Case frequency versus case distance during learning

Thu Nov 14 08:59:03 EST 1991

Dear connectionists

During learning the gradient methods use a mix of case similarity
(euclidian) and case frequency to direct each step in the
hyperspace. Each weight is changed with a certain magnitude:

    delta W = (Target-Output) * f'(Act) * f(Act-1)
    (for Back-propagation)

to adjust weights between the (last) hidden layer and the output
layer. I have wondered how much emphasis Back-propagation puts on
"case similarity" (euclidian) while determining delta W.

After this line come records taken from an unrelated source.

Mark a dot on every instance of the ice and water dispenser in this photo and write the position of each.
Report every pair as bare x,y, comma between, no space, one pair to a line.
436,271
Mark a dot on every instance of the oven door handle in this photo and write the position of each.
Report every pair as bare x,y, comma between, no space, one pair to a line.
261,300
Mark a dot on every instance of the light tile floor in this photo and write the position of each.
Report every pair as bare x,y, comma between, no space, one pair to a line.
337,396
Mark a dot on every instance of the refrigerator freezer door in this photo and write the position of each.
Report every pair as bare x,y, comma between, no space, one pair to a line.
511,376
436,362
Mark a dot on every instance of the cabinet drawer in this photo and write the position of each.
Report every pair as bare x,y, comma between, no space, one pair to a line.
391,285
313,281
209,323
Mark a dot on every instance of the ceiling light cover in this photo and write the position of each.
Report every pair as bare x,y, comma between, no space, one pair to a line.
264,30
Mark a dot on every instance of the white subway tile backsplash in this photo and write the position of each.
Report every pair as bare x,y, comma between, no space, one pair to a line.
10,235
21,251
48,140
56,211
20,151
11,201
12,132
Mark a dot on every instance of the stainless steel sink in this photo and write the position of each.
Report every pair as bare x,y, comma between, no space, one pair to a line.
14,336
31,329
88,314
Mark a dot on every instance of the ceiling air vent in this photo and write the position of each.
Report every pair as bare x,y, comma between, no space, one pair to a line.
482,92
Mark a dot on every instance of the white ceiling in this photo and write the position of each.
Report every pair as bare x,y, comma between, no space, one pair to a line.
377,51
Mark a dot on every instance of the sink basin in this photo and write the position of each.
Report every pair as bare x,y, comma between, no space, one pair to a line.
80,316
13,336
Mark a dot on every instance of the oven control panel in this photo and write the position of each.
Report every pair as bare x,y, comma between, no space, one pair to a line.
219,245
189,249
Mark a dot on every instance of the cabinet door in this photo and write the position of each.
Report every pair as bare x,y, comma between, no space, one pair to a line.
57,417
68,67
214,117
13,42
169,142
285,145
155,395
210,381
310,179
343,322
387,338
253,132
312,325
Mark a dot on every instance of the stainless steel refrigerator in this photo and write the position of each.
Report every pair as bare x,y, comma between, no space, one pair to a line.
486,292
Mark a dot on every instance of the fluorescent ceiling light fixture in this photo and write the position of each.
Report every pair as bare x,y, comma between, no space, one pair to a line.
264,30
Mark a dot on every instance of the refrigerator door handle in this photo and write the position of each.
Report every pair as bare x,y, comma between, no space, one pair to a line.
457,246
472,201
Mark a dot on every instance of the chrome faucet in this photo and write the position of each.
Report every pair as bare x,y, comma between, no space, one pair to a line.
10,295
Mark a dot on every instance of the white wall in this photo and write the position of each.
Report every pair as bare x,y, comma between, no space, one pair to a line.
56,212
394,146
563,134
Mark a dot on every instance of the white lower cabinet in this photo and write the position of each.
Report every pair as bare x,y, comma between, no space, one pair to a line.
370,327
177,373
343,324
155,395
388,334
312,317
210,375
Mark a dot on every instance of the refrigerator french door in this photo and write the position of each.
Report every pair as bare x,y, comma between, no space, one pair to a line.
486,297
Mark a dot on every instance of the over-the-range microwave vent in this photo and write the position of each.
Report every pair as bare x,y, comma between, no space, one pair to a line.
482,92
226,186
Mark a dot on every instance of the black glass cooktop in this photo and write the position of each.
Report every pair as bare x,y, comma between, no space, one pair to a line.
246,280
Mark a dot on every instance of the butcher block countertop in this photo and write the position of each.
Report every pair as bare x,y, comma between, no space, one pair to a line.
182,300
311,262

The underlying problem is the following:

  *  How large a role plays the number of cases (in each
     category) compared to their (euclidian) (dis)similarity in
     adjusting the weights?

It is a relevant question to pose because other learning
algorithms such as ID3 *only* rely on case frequencies and NOT on
distance between patterns within a cluster as well as distance
between patterns belonging to different clusters.

My question might already have been answered by some one in a
paper. Is this the case, then don't bother the other
connectionists with it, but mail me directly. Otherwise, it is a
highly relevant question to pose, because the input
representation then plays a role for how fast a network learns
and furthermore its ability to generalize.

Best regards
Michael Egmont-Petersen

Institute for Computer and Systems Sciences
Copenhagen Business School
DK-1925 Frb. C.
Denmark

E-mail: michael at dasy.cbs.dk